High Score’s reluctance to acknowledge even the obvious institutional problems in video games is embarrassing, and at times, it is downright retrograde, leaning into old-school rhetoric about gaming as a hobby that requires serious skills. Other times it’s just plain cloying. It features narration by Charles Martinet, the voice actor most famous for portraying Mario, and pixel-art dramatizations of anecdotes — both add little, especially when you consider just how much access High Score is afforded. 

High Score’s interview subjects include Richard Garriot (Ultima), John Tobias (Mortal Kombat), Akira Yasuda (Street Fighter), Gail Tilden (Nintendo), and Roberta Williams (King’s Quest). Most are surprisingly candid, and share original sketches, design documents, and other artifacts that are genuinely cool to see get a loving presentation. The show also takes care to illustrate that video games of this era were inspired by things that are not video games: roller coasters (Sonic the Hedgehog) or watercolor paintings (Final Fantasy) or H.G. Wells (Space Invaders). The amount of material is dizzying, and also wide in its scope. Executives are interviewed alongside fans who won early gaming competitions; it would feel comprehensive if the series’ construction wasn’t so haphazard, leaping from one subject to the next to provide a disjointed narrative. 

Then there’s Shaun Bloom.
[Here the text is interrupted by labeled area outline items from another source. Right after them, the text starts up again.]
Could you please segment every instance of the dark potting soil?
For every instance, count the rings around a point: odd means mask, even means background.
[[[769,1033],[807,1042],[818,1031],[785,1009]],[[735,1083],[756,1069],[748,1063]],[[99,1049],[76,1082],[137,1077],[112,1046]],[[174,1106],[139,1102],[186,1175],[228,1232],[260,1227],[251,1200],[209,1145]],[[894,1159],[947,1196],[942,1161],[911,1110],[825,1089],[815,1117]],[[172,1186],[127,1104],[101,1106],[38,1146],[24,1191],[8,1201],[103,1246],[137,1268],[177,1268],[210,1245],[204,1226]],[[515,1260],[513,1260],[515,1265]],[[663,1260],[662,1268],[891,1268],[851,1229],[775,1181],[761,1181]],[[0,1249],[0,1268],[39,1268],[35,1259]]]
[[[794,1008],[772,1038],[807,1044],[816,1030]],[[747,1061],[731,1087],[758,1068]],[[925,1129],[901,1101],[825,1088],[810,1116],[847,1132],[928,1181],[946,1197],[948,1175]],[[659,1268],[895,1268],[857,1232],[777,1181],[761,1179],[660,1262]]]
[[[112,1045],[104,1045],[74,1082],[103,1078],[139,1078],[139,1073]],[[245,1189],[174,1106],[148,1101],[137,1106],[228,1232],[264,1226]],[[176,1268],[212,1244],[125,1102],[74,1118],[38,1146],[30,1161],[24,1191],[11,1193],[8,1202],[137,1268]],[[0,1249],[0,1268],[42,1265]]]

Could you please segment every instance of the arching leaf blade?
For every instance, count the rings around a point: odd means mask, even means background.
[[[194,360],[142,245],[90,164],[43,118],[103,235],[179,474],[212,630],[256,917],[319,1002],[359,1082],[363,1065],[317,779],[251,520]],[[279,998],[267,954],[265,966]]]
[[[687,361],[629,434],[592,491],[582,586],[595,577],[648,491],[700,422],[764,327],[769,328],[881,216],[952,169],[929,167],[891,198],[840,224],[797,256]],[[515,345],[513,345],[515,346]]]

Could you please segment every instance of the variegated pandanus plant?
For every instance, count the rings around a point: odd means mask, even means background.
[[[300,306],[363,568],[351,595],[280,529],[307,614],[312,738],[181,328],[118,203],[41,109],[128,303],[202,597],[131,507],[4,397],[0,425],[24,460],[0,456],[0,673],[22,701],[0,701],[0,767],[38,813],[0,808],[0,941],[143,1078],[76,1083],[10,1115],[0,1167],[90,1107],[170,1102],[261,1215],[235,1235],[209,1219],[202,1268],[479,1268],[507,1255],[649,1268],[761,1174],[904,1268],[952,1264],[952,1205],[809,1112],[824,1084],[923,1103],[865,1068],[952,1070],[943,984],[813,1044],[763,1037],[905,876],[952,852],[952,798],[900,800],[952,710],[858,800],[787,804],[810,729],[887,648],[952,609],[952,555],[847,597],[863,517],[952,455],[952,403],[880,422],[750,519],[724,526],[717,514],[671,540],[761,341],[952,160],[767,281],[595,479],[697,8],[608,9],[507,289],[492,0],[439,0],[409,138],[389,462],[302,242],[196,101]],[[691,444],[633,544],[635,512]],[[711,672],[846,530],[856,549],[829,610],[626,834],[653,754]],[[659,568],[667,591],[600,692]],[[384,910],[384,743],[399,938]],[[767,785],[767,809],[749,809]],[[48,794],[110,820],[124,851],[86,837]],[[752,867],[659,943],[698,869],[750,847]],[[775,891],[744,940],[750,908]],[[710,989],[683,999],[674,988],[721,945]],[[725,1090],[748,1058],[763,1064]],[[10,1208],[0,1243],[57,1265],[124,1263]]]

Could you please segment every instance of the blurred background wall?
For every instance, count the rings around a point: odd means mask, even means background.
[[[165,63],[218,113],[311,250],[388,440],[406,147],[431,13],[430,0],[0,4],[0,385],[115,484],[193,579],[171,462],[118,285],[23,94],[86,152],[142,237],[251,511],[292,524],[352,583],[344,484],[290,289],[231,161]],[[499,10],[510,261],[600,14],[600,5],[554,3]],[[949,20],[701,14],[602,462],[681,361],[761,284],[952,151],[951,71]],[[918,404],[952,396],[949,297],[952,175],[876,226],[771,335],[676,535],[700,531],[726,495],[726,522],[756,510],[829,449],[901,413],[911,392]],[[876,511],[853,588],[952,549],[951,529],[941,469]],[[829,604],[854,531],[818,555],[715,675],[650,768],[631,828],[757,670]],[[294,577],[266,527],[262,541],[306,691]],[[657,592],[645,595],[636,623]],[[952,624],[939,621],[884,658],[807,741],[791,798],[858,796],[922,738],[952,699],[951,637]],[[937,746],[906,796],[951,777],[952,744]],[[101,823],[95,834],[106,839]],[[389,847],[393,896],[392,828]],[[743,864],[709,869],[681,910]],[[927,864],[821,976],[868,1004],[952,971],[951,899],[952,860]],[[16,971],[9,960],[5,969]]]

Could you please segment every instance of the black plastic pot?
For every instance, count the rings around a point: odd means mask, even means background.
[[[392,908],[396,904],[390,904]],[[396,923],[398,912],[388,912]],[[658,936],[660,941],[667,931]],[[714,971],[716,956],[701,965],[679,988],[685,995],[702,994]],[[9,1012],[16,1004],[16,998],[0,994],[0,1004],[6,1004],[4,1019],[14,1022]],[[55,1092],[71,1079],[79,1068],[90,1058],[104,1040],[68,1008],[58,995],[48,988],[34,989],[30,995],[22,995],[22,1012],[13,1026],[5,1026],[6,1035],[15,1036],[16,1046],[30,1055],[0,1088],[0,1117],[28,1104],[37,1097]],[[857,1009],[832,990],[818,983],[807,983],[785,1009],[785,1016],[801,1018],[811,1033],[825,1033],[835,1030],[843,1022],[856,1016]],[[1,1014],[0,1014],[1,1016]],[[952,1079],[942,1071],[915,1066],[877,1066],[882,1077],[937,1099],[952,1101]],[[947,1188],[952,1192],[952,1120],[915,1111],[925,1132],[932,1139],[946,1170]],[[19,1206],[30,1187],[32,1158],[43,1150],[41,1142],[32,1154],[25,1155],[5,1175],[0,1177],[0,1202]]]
High Score introduces him in its second episode; he was one of Nintendo’s “Game Counselors,” staffing a hotline Nintendo players could call for tips when they’re stuck. Through its narration — and quotes from Bloom — High Score depicts Game Counselors as a fortunate bunch, people lucky enough to play games for a living. Bloom seems to agree, remembering his youth in a call center fondly, but also remembering a taskmaster of a boss, a lack of support for developers that forced counselors mainline games to make their own guides, and an aggressive schedule where they were encouraged to log as many calls an hour as they could. 

Courtesy of Netflix

Again, Bloom seems to have a rosy memory of this, but in the context of what we know about video games today, rife with crunch culture and underpaid labor — it reads as painfully disingenuous, portraying an idyllic career that, as we now know, barely ever existed. 

High Score presents video games as a great equalizer: a boundless medium where the limits are only a single person’s imagination, an art form where who you are does not matter, whether you make these adventures or play them. It does not have any interest in exploring the gatekeepers, inside and out of the industry, who have made this vision as simplistic as it is wrong. In this, the series undermines the goodwill garnered by its focus on the marginalized, glossing over the fact that they are notable in spite of an industry that actively excluded them.

High Score’s version of the video game story celebrates games as a place where people like Ryan Best and Rebecca Heineman can do boundary-pushing work, not a place where they have long been — and arguably remain — in danger of being forgotten. It’s a pernicious cycle. If shows like High Score are the only video game documentaries that are made, then the industry will continue to overlook a whole new generation of Ryan Bests and Rebecca Heinemans.